Sugarcane, the documentary from filmmakers Julian Brave NoiseCat and Emily Kassie, dives headfirst into the aftermath of the discovery of these unmarked graves, finding and following First Nation survivors of Canada’s boarding schools and reckoning with the dark legacy of these institutions. Their documentary premiered at the 2024 Sundance Film Festival, where it won the Grand Jury award for directing. Since then, Sugarcane has been acquired by National Geographic and has played at film festivals across the country—racking up awards, and most recently leading the Critics Choice Documentary Awards with eight nominations. Now Gladstone has boarded Sugarcane as an executive producer.

“You’re not going to find any Indigenous person in North America, Canada, the US, elsewhere, or really Indigenous people worldwide that didn’t go through some kind of program like this,” Gladstone says. “It’s the second wave of colonization.”
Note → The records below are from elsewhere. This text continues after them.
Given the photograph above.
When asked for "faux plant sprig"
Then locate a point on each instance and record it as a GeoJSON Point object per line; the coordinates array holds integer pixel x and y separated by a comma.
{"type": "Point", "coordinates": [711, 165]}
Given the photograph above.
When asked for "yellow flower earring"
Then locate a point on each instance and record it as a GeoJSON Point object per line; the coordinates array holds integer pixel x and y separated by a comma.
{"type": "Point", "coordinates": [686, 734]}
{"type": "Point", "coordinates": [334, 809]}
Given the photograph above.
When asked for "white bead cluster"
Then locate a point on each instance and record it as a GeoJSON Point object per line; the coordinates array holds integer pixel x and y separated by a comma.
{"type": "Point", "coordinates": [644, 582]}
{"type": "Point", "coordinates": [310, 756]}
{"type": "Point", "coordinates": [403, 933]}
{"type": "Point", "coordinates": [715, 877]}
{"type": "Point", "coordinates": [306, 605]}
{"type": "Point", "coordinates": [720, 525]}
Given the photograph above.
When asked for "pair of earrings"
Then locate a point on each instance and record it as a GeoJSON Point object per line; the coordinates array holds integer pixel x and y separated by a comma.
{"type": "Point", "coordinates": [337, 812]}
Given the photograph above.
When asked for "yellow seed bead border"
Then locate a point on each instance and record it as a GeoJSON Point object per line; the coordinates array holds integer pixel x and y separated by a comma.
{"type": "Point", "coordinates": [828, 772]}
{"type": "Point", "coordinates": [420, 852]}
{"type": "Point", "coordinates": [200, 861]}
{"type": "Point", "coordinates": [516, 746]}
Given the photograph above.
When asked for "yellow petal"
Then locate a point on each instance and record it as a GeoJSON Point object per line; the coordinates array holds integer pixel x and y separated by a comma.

The film is deeply personal for Gladstone, as both a member of the Blackfeet tribe and an artist. Before she became the first Native American actress to win a Golden Globe and be nominated for a best-actress Academy Award for Killers of the Flower Moon, Gladstone was a theater artist and activist. “I spent a good part of my 20s doing theater work for social change and social justice,” she says. Part of that involved starring in a one-woman educational show about the Indigenous boarding school experience.